Gelastic epilepsy: symptoms, causes and treatment

We all know the beneficial effects of laughter. Laughter helps us relax and feel better, and can even relieve pain. However, this is not always the case.

In the movie “Joker”, starring Joaquin Phoenix, we see how his character, Arthur Fleck, shows a sudden, shrill laugh that seems out of control and really makes it hard for him to live and communicate with others.

The underlying disease under the uncontrolled laughter of the film’s protagonist is none other than gelastic epilepsy, a very rare type of epilepsy that is characterized by the manifestation of epileptic seizures in the form of laughter.

Throughout the article we will talk about gelastic epilepsyAmong its causes, the symptoms it causes and how to diagnose and treat this disorder.

    What is gelastic epilepsy?

    Gelastic epilepsy is a type of epilepsy in which “gelásticas” convulsions occur. This term comes from the Greek “gelastikos” which means laughter in our language, so it is precisely this inappropriate laughter that manifests itself in gelastic crises. This disease is slightly more common in boys than in girls, although it has a low incidence and occurs in 1 or 2 in 1,000 children with this brain disorder.
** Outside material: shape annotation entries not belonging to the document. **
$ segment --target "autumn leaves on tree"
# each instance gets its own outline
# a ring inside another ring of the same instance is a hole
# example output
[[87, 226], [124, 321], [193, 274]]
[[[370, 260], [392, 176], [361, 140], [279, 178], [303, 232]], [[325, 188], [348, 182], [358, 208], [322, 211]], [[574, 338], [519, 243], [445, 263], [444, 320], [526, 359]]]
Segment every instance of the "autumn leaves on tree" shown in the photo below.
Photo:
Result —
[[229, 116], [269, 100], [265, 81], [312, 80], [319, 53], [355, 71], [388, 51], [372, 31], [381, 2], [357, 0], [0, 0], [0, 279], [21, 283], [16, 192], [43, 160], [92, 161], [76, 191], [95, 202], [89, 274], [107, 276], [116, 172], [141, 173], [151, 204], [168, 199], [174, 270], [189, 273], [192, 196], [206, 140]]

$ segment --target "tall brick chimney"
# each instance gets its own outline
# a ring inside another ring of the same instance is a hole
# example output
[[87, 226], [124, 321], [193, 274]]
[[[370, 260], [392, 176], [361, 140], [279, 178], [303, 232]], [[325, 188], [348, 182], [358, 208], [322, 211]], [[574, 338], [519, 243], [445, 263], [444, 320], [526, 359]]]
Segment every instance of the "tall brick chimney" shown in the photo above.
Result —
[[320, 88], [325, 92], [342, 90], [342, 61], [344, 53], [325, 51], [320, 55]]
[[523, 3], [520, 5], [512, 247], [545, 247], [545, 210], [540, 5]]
    The most common areas of the brain that give rise to gelastic seizures are the hypothalamus (an area playing an important role in various visceral autonomic and endocrine functions), temporal lobes, and frontal lobes.

    the causes

    A common cause of this type of epilepsy is usually the appearance of a tumor in the hypothalamus, Which can be of two types: 1 hamartoma or astrocytoma.

    A hamartoma is a benign (non-cancerous) growth made up of an abnormal mixture of cells and tissues that is usually found in the area of ​​the body where the growth takes place. An astrocytoma is a tumor of the nervous system that develops from astrocytes, a type of glial cell (support cells of the nervous system).

    Most of these tumors are benign. This means that they can grow very slowly and not spread to other parts of the brain or body. However, if a child has gelastic seizures and precocious puberty, he is more likely to be detected 1:00 hypothalamic hamartoma.

    In addition, it is common for older children who have gelastic epilepsy caused by hypothalamic hamartoma to also have learning and behavior problems which usually get worse in the middle to late adolescence.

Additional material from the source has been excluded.